Deep End(113)
Self-professed belonging.
“Lukas.” Despair and heat spill into me.
“Sweetheart. I’m here to pick you up,” he whispers. “Fuck you into a thousand little pieces, and then put them back together. You don’t need me to do it, but it’s what you want, isn’t it? For me to fix you?” It’s horrifying, the truth of it. Even more so when I feel his lips against my ear, a whisper rolling out of his mouth. “You want to come, baby?”
I nod. I’m almost there, and yet a million miles away.

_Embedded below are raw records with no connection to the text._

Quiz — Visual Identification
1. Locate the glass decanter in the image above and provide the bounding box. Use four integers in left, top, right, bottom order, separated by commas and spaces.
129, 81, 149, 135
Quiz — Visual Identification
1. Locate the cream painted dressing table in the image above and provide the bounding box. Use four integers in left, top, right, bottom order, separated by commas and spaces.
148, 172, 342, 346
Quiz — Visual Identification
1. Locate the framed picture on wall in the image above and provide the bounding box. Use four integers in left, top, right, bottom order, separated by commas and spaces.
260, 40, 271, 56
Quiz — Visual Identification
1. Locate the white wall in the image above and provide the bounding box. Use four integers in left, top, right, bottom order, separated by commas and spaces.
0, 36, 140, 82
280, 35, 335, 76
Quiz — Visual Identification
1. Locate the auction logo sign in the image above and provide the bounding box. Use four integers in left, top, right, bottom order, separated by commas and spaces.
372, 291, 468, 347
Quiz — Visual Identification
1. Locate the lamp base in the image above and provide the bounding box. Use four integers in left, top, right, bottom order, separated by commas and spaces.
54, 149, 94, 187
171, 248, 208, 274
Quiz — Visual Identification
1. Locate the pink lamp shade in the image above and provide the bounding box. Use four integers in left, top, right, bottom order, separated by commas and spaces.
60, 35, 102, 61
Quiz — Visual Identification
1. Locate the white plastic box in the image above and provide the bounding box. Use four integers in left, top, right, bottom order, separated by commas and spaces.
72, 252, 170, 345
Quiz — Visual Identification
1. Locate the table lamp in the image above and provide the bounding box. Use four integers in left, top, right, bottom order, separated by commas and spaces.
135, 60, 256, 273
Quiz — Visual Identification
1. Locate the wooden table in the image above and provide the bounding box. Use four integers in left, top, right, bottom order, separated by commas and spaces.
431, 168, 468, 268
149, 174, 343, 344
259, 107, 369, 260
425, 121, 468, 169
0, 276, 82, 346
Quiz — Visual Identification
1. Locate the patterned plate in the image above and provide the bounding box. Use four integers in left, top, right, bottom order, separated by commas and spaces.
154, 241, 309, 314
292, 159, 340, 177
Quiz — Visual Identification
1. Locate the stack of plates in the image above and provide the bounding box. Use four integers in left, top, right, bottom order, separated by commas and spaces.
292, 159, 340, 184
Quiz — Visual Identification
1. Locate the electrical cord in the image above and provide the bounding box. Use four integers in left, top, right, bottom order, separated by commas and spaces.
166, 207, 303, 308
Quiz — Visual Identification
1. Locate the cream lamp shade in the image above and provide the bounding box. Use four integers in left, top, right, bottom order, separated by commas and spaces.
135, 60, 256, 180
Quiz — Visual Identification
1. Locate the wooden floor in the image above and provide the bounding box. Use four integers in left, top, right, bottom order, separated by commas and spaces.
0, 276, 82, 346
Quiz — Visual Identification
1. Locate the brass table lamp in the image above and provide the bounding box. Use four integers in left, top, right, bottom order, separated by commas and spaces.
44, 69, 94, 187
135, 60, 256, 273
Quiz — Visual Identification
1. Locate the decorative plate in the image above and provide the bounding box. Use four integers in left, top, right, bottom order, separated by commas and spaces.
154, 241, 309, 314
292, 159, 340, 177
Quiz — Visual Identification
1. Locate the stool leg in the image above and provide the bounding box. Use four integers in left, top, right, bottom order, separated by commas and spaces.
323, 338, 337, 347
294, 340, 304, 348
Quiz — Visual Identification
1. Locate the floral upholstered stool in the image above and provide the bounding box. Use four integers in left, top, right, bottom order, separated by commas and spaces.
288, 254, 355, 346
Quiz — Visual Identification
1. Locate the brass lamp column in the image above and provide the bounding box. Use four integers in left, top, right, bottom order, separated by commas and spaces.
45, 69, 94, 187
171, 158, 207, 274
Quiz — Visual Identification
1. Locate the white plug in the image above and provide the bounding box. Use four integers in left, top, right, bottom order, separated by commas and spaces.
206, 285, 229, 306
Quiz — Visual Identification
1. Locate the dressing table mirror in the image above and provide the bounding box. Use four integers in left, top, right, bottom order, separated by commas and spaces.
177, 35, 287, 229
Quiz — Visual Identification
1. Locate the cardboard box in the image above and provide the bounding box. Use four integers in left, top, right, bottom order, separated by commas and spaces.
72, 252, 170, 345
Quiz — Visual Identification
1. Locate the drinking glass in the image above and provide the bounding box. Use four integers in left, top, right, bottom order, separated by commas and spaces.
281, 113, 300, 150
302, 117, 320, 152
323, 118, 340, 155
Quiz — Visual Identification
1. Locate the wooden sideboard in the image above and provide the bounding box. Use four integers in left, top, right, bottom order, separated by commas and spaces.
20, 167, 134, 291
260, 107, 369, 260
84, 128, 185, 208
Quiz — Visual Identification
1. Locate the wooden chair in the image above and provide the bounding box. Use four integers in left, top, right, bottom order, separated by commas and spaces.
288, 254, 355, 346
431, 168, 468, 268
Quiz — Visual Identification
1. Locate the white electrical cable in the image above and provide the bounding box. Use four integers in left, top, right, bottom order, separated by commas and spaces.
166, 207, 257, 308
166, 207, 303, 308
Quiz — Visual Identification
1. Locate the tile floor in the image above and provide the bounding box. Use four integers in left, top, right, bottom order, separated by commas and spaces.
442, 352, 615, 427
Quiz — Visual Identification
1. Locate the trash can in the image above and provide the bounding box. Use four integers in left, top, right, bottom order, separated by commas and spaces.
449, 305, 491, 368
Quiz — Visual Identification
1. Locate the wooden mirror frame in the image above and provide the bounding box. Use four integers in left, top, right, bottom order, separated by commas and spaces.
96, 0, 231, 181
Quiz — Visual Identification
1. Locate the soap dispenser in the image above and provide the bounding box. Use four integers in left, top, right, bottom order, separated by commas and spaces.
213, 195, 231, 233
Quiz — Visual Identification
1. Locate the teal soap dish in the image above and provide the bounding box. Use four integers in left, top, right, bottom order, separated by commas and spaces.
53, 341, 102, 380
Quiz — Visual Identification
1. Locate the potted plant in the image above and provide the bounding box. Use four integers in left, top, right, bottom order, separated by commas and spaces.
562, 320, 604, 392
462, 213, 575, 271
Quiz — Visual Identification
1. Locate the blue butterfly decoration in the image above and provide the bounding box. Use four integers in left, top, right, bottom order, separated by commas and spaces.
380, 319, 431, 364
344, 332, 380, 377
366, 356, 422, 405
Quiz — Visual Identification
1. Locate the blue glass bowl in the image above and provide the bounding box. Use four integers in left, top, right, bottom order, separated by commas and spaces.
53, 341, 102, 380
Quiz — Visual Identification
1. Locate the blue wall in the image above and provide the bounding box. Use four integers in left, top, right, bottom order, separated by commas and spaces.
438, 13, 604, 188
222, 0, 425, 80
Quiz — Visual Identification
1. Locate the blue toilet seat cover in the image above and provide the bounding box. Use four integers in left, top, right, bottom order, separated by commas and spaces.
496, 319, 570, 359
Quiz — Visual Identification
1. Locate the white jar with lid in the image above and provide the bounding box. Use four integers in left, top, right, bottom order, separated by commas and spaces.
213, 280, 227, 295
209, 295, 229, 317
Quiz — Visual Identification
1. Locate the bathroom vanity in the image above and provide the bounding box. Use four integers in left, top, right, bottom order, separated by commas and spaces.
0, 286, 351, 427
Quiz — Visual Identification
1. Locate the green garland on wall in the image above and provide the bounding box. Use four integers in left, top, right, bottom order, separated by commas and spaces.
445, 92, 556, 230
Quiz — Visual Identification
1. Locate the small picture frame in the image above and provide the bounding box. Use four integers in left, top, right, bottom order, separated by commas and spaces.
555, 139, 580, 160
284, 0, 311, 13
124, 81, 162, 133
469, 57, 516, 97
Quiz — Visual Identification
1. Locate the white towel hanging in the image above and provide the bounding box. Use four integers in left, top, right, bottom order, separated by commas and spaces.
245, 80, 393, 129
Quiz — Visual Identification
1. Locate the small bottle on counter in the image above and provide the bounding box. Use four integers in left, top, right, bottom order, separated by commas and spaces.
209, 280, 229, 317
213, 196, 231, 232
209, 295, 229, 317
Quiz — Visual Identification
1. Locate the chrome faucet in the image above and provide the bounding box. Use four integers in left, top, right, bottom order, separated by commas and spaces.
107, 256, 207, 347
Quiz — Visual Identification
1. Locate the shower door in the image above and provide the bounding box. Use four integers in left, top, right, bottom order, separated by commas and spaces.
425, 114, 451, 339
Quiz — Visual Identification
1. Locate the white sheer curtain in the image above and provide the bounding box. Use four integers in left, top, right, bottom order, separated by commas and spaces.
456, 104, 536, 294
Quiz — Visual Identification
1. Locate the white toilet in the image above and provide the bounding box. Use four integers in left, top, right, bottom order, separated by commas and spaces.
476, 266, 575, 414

“I could make you wait for it. I could force you to tell me all the things you cannot say.” His hand slides between my hip bone and the mattress. “But I won’t. You know why?” He finds my swollen clit. Index and middle fingers draw circles around it. A tap that makes me shiver. “Because I know all of them already.”
A wet explosion in my brain. I burst just like that, wedged between his hand and his chest, clenching around his cock until I’m so narrow, he almost slips outside of me. His groan rolls through me—There you go, such a good, beautiful girl—and when I’m mellow again, he orders, “Be nice and quiet while I finish, okay?”
He can’t manage proper thrusts, but he drags his movements out anyway, like he doesn’t want this to end. I lie patiently, loving every second of it—being his, being used, being wanted, it’s all a contented, indistinguishable hum reverberating inside my body. His pleasure makes him speechless, a handful of noiseless grunts and foreign words and my name, hands gripping my breasts and teeth holding my neck. He throbs and jerks, and then we lie there, waiting, catching our breaths.
Then he lifts my hips up, knees wide on the bed. I feel his gaze on me, studying, memorizing, and I’m about to beg him to stop, when his mouth is suddenly there, tongue lazy and broad against my clit, painful bites where my ass joins my thigh. Orgasms sweep over me, and I’m sobbing, choking on my own cries. He’s the one to push my face into the blanket and remind me that I have to hush, c’mon, Scarlett, just bite here and you’re fucking ruining me, and then I’m coming again.
I’m outside my body. It’s the best and worst thing I’ve ever felt. I space away. Perfect. Perfect.
Afterward, he disappears in the bathroom, door open, not bothering to turn on the lights. I watch him, boneless, sweat slowly drying on my spine. When he comes back to clean me up, little tears pebble under my eyes, and he wipes them away with his thumb. Tucks me into bed. Doesn’t join me .
Instead he crouches by my pillow, holds my hand to his lips, and asks, “What are you scared of, Scarlett?” His eyes look . . . sad, maybe. I’m not sure. Traces of emotions crease the corners.
“Everything.”
A deep sigh. “When it comes to what matters, you’re fearless. Try to remember that, okay?”
I make no promises. Instead, I snooze. Dip in and out of sleep, but Lukas stays there, watching me, for what feels like a long time. Then he presses a kiss against my forehead, turns off the light, and lets himself out.
The following week, Pac-12 starts.
CHAPTER 59
PAC-12 SWIMMING AND DIVING ARE SEPARATE EVENTS, ONE after the other. Lukas and I are out of town at nonoverlapping intervals: while he’s flying back from Seattle, I’m waiting for one of the assistant coaches to drive me to the airport, trying to decide what polish to pack in case I get time to do my nails.
However.
“I think the guys’ plane just landed,” Pen announces while we’re waiting at SFO, sitting up in a burst of excitement. “The gate’s five minutes from here—shall we go say hi?”
“Yes!” Bella says, followed by Bree’s blasé, “Sure.”
In a plot twist rom-com writers can only aspire to achieve, Bree and Dale broke up over a yet-to-be-revealed conflict, while Bella and Devin are still dating. Once again: so many questions, and absolutely zero way of asking them in a tactful way.
Pen’s eyes meet mine in one of the many I guess we cannot speculate about this now, but boy, will we be discussing later looks that we exchange on a daily basis. “Let’s go.”
“Should we bring our bag?” Bree asks.
“Good question.” Pen turns to me. “Do you mind keeping an eye out? ”
I shake my head, pretending it doesn’t make my stomach feel like it’s full of metamorphic rocks. When the girls return, I don’t ask who they met, or how it went.
It feels a little like the first meet of my career.
Weird, when I’ve recently returned from a world championship, but my mindset has evolved more in the last few weeks than in the previous three years. New, more intentional choices. No perfect-or-nothing mentality. My brain, finally able to go quiet.
When I started out the academic year, my dream was to qualify for the NCAA tournament. I’ll have done good if I manage, I told myself. And poorly if I don’t.
I’m not sure I still believe that. In fact, I’m certain that I don’t need to qualify for anything to consider this year a success. “The real NCAA qualification spot was the mental health we gained along the way.”
“What did you say, Vandy?”
“Oh, nothing.” I finish warming up my quads and smile at Pen. “Ready?”
We place first in the ten-meter synchro event.